Maher responded by arguing that thousands of people had still been allowed to travel to the United States from China after the ban was put into place. “He lies about that,” Maher said. “He said he stopped people coming in from China and he did not.”

“Look, let me address that,” Crenshaw jumped in, pointing out the fact that the people who had been allowed to travel from China after the ban was put into place were American citizens. “U.S. citizens,” he repeated, saying, “So you have to make the argument then that we shouldn’t allow them in.”

“It sounds to me like you’re fully agreeing with President Trump on this when everybody else disagreed with him,”Crenshaw continued as Maher visibly recoiled. “And if you’re saying that you wish that travel restriction had been more extreme, okay fine, you apparently had the foresight when nobody else did. The fact is that if Joe Biden was in charge at that moment, he’s already said he wouldn’t have done it, he criticized it at the time. Nancy Pelosi actually proposed legislation to stop it.”

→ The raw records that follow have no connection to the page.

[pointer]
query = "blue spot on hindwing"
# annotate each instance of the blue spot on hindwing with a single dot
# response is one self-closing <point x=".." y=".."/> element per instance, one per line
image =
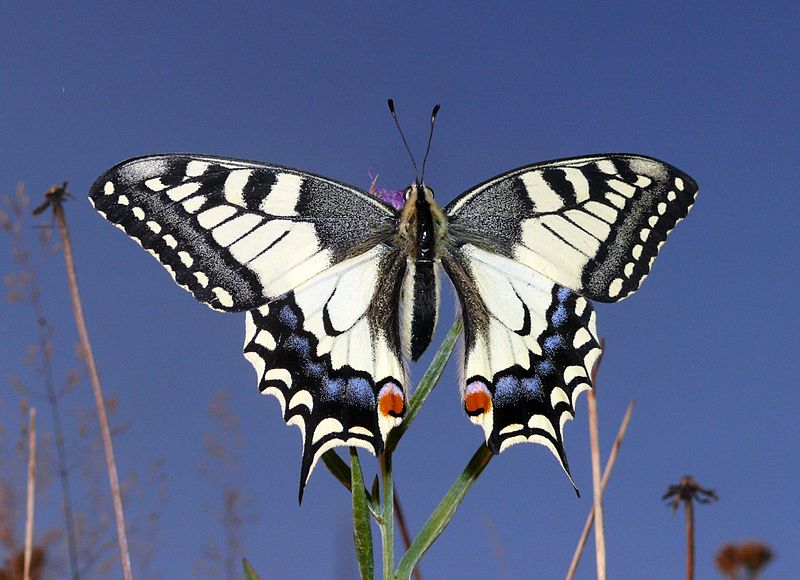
<point x="315" y="369"/>
<point x="288" y="318"/>
<point x="545" y="367"/>
<point x="359" y="391"/>
<point x="505" y="390"/>
<point x="532" y="387"/>
<point x="332" y="388"/>
<point x="553" y="343"/>
<point x="299" y="344"/>
<point x="559" y="316"/>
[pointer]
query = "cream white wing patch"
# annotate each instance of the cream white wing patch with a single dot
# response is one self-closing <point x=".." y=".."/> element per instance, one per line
<point x="528" y="354"/>
<point x="337" y="375"/>
<point x="236" y="233"/>
<point x="593" y="224"/>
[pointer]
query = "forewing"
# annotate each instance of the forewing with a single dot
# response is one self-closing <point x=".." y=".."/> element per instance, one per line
<point x="530" y="346"/>
<point x="329" y="352"/>
<point x="592" y="224"/>
<point x="237" y="233"/>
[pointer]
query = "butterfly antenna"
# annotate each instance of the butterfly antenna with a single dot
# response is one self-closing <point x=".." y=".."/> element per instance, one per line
<point x="430" y="138"/>
<point x="396" y="122"/>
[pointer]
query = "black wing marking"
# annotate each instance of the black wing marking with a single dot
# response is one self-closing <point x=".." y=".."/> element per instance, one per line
<point x="329" y="352"/>
<point x="593" y="224"/>
<point x="530" y="346"/>
<point x="237" y="233"/>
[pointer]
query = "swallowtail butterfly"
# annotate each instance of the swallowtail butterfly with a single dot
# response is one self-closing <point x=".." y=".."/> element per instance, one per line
<point x="340" y="288"/>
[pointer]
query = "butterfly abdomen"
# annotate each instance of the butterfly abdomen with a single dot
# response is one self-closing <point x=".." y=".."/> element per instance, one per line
<point x="422" y="226"/>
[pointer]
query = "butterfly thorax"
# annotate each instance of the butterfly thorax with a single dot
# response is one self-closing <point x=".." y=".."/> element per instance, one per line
<point x="421" y="234"/>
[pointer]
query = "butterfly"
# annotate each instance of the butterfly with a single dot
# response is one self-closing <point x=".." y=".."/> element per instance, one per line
<point x="340" y="289"/>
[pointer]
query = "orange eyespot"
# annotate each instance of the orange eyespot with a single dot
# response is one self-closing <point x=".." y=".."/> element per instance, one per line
<point x="390" y="401"/>
<point x="477" y="400"/>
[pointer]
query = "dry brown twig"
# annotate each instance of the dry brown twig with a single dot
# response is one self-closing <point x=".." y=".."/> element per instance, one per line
<point x="597" y="491"/>
<point x="29" y="504"/>
<point x="54" y="198"/>
<point x="687" y="492"/>
<point x="612" y="458"/>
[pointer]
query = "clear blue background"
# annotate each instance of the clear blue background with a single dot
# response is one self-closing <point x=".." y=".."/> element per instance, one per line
<point x="707" y="347"/>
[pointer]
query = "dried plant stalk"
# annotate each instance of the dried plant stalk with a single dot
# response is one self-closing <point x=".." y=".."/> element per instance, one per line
<point x="54" y="198"/>
<point x="599" y="531"/>
<point x="26" y="570"/>
<point x="612" y="458"/>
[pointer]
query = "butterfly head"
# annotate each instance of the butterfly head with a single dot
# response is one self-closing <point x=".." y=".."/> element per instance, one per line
<point x="422" y="221"/>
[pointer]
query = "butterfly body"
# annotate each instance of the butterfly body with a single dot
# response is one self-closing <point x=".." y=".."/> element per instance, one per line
<point x="340" y="288"/>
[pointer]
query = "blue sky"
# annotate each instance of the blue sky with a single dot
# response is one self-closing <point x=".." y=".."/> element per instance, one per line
<point x="706" y="347"/>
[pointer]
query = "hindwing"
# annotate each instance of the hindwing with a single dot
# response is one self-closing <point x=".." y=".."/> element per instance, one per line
<point x="329" y="352"/>
<point x="530" y="346"/>
<point x="593" y="224"/>
<point x="237" y="233"/>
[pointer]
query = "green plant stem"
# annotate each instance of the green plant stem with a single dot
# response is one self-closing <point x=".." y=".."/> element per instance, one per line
<point x="426" y="385"/>
<point x="387" y="516"/>
<point x="444" y="512"/>
<point x="362" y="529"/>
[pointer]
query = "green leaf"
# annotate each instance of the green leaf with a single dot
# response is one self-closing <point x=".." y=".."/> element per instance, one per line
<point x="337" y="467"/>
<point x="444" y="512"/>
<point x="362" y="529"/>
<point x="426" y="385"/>
<point x="249" y="573"/>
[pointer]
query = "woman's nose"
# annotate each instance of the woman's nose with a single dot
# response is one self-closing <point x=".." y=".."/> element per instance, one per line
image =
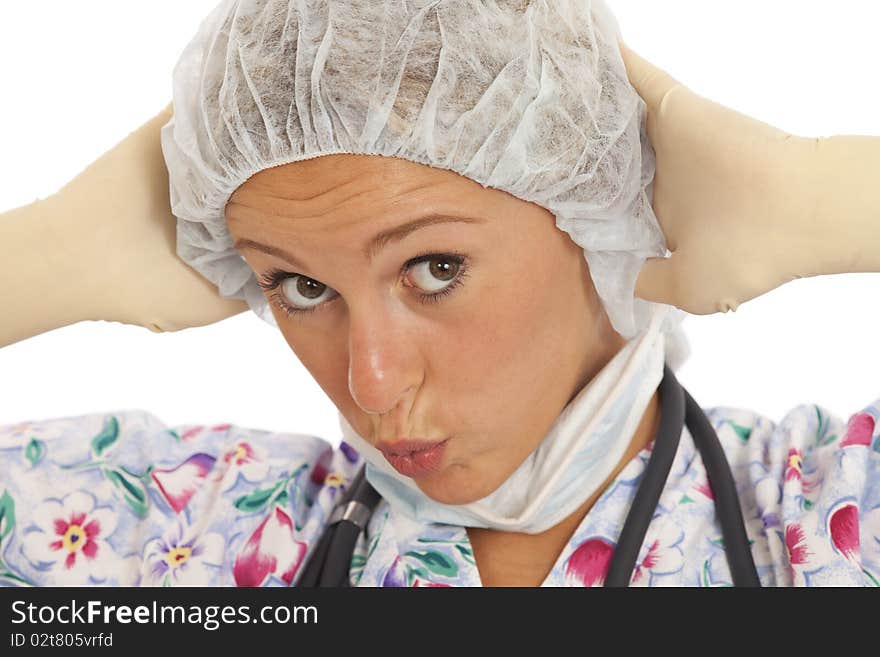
<point x="383" y="366"/>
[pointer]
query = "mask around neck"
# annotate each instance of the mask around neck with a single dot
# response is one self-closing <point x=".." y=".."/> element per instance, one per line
<point x="579" y="452"/>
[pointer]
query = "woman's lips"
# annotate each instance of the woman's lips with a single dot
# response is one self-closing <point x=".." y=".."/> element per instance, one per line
<point x="413" y="458"/>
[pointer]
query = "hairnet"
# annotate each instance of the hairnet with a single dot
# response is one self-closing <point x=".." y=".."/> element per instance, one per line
<point x="527" y="96"/>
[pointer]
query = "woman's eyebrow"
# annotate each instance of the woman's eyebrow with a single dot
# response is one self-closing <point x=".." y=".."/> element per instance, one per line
<point x="376" y="244"/>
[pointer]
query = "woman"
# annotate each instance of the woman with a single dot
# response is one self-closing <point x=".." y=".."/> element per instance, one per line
<point x="546" y="426"/>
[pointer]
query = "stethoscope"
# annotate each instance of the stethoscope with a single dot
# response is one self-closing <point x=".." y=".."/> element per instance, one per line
<point x="330" y="562"/>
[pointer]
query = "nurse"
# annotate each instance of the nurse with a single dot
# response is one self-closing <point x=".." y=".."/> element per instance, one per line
<point x="484" y="424"/>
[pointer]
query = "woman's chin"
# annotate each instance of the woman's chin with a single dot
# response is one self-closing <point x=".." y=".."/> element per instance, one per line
<point x="446" y="488"/>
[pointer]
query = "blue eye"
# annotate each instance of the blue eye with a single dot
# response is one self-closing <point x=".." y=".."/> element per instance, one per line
<point x="449" y="269"/>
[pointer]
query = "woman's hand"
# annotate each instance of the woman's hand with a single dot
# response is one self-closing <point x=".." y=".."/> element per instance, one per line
<point x="123" y="233"/>
<point x="735" y="197"/>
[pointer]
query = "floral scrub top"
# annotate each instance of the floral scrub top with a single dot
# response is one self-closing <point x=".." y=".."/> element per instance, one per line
<point x="121" y="499"/>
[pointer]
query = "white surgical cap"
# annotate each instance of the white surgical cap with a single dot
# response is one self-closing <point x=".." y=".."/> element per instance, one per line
<point x="527" y="96"/>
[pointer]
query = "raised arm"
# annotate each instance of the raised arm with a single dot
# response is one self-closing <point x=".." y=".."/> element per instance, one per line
<point x="104" y="248"/>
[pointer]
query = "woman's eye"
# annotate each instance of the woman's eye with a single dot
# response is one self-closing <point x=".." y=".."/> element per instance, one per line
<point x="435" y="273"/>
<point x="305" y="293"/>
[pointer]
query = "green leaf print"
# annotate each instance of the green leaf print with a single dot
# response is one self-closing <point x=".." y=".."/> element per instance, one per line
<point x="437" y="562"/>
<point x="743" y="433"/>
<point x="466" y="554"/>
<point x="256" y="500"/>
<point x="34" y="451"/>
<point x="107" y="437"/>
<point x="7" y="515"/>
<point x="130" y="488"/>
<point x="822" y="437"/>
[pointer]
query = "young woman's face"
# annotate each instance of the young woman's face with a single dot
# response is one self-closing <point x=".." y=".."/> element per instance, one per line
<point x="478" y="330"/>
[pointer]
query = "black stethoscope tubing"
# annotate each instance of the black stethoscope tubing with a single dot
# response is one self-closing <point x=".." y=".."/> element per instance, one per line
<point x="331" y="559"/>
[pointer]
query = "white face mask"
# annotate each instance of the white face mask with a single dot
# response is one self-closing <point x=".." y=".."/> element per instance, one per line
<point x="579" y="452"/>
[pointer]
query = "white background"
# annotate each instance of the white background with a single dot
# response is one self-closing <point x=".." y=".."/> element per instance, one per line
<point x="77" y="77"/>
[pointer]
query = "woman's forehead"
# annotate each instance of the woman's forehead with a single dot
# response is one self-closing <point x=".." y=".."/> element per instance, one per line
<point x="346" y="189"/>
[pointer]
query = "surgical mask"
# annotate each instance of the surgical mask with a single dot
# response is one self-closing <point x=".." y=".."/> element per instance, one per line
<point x="579" y="452"/>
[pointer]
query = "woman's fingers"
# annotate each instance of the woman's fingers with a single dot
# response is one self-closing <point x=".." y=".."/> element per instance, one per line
<point x="651" y="83"/>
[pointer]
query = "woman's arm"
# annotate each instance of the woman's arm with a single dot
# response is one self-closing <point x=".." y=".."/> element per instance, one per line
<point x="846" y="178"/>
<point x="746" y="207"/>
<point x="104" y="248"/>
<point x="44" y="283"/>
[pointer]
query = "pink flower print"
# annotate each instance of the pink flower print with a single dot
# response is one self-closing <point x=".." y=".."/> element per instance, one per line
<point x="243" y="458"/>
<point x="180" y="483"/>
<point x="588" y="564"/>
<point x="192" y="432"/>
<point x="71" y="538"/>
<point x="808" y="550"/>
<point x="843" y="526"/>
<point x="663" y="556"/>
<point x="794" y="464"/>
<point x="179" y="557"/>
<point x="795" y="543"/>
<point x="422" y="582"/>
<point x="859" y="430"/>
<point x="270" y="550"/>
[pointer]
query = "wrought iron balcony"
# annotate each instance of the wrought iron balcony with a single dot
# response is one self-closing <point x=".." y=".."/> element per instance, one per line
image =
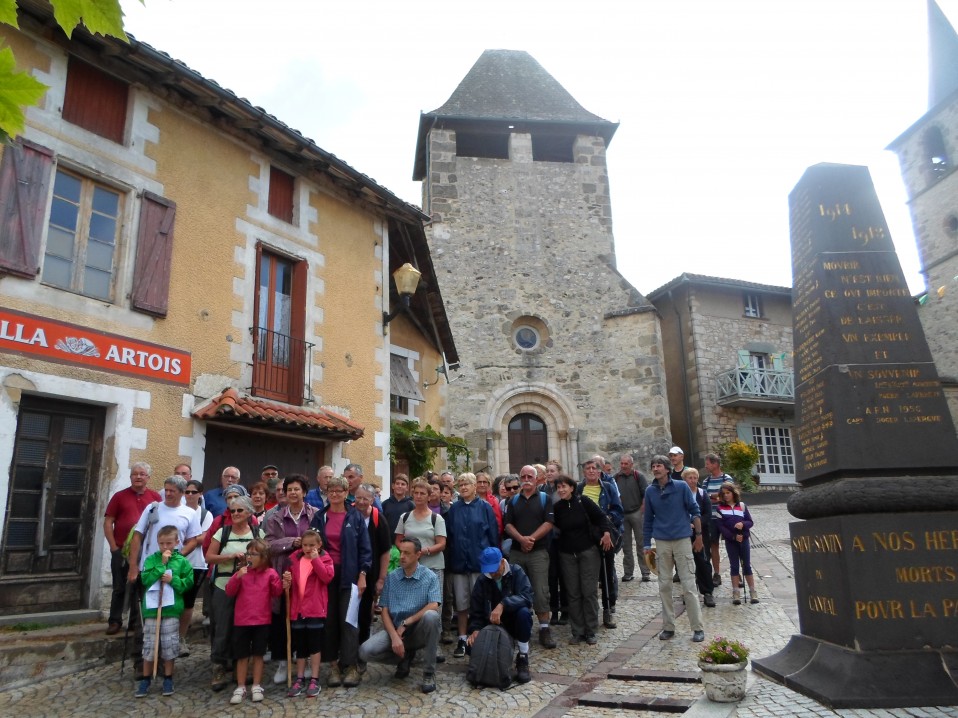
<point x="282" y="366"/>
<point x="758" y="388"/>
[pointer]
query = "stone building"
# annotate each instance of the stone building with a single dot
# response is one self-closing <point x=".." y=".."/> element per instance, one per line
<point x="560" y="356"/>
<point x="729" y="373"/>
<point x="183" y="278"/>
<point x="928" y="154"/>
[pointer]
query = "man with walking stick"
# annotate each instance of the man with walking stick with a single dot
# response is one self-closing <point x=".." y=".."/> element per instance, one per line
<point x="165" y="569"/>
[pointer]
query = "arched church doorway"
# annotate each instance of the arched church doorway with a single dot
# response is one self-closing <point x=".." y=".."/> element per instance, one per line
<point x="528" y="441"/>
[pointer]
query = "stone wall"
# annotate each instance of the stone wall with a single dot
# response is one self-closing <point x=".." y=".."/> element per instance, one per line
<point x="517" y="242"/>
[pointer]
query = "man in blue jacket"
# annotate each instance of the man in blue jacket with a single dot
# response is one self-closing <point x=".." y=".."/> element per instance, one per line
<point x="470" y="527"/>
<point x="503" y="597"/>
<point x="669" y="505"/>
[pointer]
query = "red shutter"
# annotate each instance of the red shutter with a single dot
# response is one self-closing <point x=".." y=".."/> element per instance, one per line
<point x="154" y="251"/>
<point x="24" y="186"/>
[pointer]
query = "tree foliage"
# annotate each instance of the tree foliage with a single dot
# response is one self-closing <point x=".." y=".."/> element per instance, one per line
<point x="19" y="89"/>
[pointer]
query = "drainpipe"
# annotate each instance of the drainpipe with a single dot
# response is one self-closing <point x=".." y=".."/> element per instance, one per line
<point x="689" y="424"/>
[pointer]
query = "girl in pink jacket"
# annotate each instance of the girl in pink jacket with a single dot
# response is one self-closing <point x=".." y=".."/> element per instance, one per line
<point x="310" y="571"/>
<point x="253" y="586"/>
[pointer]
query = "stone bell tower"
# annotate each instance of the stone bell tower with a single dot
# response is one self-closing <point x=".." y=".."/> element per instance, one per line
<point x="561" y="356"/>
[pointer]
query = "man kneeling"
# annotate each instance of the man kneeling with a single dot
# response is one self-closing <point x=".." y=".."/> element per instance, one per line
<point x="410" y="612"/>
<point x="503" y="596"/>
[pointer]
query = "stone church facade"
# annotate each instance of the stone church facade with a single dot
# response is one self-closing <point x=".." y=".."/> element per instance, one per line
<point x="560" y="357"/>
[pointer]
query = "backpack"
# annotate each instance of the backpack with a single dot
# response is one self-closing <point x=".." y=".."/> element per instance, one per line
<point x="490" y="662"/>
<point x="150" y="521"/>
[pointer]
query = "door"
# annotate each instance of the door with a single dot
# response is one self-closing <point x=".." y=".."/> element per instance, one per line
<point x="51" y="519"/>
<point x="528" y="442"/>
<point x="250" y="452"/>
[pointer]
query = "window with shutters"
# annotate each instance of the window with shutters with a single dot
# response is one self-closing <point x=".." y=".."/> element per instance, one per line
<point x="82" y="235"/>
<point x="95" y="100"/>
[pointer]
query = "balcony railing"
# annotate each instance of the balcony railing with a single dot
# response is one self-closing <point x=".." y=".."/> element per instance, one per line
<point x="282" y="366"/>
<point x="756" y="387"/>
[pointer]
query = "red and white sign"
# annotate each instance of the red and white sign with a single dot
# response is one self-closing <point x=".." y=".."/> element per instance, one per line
<point x="74" y="344"/>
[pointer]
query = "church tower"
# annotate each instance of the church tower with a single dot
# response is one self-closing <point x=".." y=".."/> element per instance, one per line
<point x="928" y="154"/>
<point x="561" y="357"/>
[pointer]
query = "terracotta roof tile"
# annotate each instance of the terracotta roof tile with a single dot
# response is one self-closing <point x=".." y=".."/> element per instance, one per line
<point x="232" y="407"/>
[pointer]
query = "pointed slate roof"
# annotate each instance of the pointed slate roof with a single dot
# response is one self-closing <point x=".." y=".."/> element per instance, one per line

“Okay, but people are still coming in from China,” Maher said as he tried to redirect the conversation to what the federal government had been doing during the month of February.

Crenshaw responded by pointing out that much of February had been spent not making the bold policy moves but developing the necessary tests that would later be in demand.

“We were in a fact-finding mode in February, and people forget this,” Crenshaw explained.

“We weren’t!” Maher protested, but Crenshaw continued.

“You keep calling February this lost month, it’s really not. It’s just an easy, cheap accusation because there’s no big bold moves taken like there was in January or like there was in March,” Crenshaw continued. “But the reality is, the government was working to create that test. Did it work as fast as we would like? Of course not, and there’s a lot of reasons for that.”

Crenshaw went on to note that, as of March 3, there were still just over 100 cases in the U.S. — and suggested that even if the going recommendation from the experts had been a full lockdown, Americans would not have accepted it at that point in time.